La bonne hauteur, simplicité et profondeur, c’est ce qui caractéris­e « le Fagot de ma mémoire ». Limpide, sans dérobade mais non sans secret, comme un visage, comme une âme. Souleymane Bachir Diagne y raconte son parcours en suivant la chronologi­e, parlant des lieux et des personnes qui ont contribué à le faire devenir ce qu’il est. « Quand la mémoire va chercher du bois mort, elle rapporte le fagot qu’il lui plaît… », écrit le poète Birago Diop. Ce parcours est exemplaire, paradigmat­ique même. Il fait comprendre beaucoup du monde colonial et du rapport à la métropole, beaucoup d’un certain islam de raison et de foi, beaucoup de la philosophi­e africaine, française, américaine, beaucoup de ce qu’est une famille, une éducation, des contacts entre les mondes, mais tout cela à bas bruit, sans y toucher, avec une douceur, une attention, un respect, une tendresse et une délicatess­e sans pareils parce qu’ils semblent toujours aller de soi…

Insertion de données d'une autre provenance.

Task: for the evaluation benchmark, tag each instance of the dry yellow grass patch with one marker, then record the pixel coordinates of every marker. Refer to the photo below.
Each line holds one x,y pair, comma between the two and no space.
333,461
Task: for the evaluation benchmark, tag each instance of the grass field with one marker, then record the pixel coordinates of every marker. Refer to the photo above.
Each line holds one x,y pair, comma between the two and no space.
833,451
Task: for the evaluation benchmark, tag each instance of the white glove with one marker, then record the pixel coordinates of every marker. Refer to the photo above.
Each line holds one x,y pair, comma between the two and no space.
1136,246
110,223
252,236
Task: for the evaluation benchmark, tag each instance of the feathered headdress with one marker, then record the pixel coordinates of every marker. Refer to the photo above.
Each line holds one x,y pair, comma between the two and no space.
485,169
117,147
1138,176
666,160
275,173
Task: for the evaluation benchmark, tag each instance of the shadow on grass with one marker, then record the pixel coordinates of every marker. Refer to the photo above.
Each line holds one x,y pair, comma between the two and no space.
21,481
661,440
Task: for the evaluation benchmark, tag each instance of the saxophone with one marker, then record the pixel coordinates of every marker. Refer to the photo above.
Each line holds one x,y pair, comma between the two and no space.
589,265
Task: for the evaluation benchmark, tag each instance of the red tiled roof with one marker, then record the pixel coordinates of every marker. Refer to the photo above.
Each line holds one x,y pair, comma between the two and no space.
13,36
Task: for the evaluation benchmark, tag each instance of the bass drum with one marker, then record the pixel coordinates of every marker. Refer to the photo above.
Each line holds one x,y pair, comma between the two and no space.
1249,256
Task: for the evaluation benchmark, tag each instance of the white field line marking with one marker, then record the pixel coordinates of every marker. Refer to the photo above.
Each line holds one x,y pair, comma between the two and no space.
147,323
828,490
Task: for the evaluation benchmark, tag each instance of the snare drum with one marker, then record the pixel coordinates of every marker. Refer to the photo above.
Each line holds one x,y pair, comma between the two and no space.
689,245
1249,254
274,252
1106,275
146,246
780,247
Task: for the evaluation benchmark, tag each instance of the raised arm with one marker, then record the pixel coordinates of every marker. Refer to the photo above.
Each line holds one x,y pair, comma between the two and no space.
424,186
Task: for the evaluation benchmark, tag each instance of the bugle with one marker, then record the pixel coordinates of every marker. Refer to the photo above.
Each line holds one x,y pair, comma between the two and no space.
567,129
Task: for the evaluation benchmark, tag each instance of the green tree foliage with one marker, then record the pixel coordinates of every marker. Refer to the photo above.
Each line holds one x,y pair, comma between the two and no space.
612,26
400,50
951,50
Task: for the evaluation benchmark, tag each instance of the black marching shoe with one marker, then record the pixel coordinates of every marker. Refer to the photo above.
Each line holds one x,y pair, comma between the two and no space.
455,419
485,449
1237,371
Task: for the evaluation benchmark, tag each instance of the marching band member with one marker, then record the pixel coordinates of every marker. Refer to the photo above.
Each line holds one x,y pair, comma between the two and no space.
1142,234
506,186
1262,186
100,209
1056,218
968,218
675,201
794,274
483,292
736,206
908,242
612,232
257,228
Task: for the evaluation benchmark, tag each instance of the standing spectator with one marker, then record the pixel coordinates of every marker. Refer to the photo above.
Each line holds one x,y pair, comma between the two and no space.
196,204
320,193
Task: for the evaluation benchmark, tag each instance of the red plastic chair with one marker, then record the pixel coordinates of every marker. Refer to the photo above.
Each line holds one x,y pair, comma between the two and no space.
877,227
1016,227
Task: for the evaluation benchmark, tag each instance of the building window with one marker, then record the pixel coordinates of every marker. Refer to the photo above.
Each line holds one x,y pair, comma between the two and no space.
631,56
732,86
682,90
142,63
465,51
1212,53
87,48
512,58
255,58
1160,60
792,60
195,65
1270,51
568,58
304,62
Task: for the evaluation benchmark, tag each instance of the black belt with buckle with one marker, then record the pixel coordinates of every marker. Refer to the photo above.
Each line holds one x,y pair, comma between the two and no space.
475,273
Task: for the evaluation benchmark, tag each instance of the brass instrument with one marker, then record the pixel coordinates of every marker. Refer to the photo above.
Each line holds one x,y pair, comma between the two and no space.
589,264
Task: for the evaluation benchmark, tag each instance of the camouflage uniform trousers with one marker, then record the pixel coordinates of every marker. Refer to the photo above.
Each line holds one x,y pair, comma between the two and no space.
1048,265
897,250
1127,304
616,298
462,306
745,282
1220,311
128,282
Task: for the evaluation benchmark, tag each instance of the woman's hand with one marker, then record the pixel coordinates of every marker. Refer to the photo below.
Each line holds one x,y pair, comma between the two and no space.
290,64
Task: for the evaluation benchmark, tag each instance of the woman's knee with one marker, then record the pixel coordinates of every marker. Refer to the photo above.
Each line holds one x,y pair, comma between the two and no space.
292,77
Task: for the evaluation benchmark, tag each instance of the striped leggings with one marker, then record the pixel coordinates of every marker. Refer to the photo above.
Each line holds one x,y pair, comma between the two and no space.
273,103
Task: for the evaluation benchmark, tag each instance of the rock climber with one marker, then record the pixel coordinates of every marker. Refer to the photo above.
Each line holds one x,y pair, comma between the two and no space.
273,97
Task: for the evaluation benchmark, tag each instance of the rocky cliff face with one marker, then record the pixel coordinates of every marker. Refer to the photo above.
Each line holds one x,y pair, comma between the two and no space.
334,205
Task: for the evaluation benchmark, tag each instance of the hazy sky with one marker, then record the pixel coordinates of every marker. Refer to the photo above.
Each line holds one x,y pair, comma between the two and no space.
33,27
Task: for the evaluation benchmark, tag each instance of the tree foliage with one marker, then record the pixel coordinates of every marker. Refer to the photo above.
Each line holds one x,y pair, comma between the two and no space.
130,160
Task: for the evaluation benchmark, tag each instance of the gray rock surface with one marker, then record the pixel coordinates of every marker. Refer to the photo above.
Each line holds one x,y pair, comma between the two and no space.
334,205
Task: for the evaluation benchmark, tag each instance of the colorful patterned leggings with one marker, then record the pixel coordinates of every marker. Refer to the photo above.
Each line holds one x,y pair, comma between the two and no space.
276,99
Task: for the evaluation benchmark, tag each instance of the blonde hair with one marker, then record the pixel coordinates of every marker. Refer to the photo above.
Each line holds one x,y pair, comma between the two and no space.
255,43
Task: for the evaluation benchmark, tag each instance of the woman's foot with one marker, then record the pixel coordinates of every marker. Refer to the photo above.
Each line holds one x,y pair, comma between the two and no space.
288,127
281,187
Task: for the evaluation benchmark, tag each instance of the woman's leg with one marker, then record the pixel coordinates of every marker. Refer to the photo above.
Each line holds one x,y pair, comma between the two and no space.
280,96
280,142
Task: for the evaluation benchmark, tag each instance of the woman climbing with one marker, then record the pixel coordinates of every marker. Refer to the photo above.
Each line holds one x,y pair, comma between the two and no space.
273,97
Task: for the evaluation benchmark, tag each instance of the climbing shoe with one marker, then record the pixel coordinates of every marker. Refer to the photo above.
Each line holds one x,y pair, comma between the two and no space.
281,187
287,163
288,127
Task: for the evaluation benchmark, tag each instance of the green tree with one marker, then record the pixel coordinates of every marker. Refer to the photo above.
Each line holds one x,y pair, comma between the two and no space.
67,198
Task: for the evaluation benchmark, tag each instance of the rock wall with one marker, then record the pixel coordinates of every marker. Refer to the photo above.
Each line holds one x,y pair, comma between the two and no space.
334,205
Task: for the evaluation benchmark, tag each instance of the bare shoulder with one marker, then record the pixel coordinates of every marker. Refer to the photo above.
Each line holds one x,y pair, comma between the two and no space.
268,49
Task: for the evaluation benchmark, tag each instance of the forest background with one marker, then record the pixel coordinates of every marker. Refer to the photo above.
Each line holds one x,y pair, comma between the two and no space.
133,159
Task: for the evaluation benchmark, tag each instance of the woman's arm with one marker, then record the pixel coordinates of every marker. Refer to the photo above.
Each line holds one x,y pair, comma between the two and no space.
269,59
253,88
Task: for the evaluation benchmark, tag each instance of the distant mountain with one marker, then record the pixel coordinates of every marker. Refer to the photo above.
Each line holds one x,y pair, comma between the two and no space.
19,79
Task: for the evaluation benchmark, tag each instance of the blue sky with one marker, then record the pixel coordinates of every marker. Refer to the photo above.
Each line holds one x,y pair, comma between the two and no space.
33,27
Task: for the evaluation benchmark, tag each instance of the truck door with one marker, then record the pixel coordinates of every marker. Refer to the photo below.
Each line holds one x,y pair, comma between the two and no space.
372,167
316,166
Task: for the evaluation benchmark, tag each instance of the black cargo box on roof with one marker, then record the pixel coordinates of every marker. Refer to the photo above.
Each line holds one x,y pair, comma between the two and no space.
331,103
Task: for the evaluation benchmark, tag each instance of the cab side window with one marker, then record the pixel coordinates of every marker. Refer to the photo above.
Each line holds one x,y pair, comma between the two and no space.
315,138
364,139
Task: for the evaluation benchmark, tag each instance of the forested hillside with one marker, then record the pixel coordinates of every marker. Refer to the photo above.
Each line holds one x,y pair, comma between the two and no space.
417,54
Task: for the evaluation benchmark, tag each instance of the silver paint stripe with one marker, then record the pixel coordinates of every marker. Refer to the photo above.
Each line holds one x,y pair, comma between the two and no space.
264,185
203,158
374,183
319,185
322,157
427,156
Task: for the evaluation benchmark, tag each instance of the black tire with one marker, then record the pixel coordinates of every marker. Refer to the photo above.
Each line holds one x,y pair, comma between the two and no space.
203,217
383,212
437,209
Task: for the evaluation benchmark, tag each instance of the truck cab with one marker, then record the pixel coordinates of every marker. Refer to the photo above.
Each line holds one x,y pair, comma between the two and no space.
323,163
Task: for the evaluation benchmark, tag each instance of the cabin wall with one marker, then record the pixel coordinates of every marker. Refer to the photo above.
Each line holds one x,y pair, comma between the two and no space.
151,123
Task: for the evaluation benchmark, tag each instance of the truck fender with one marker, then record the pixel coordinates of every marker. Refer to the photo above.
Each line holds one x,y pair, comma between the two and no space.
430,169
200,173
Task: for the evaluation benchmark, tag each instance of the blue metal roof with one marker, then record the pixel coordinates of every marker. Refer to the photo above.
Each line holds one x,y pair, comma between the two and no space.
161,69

Souleymane, dit aussi Jules – mais pourquoi les Souleymane s’appellent-ils aussi Jules? – est un enfant de Saint-Louis du Sénégal, ville palimpsest­e et plurielle, elle dont l’un des minarets abrite une cloche. L’islam familial est rationnel et soufi, dans l’idée que le mysticisme fleurit « à la fine pointe de la raison ». Enfant du désir d’école de ses parents, il vit d’abord à Ziguinchor, étudiant à l’école maternelle des Soeurs du Saint-Sacrement en même temps qu’à l’école coranique, entre ses deux langues premières, le wolof et le français, mais aussi avec l’arabe du Coran, le diola, le créole et le rythme du tambour bougarabou. Son père, fonctionna­ire des postes, passe dans sa vraie vie d’Al Ghazali à Jean-Paul Sartre et, comme son père et son grand-père avant lui, explore pour luimême et pour les autres l’herméneuti­que islamique.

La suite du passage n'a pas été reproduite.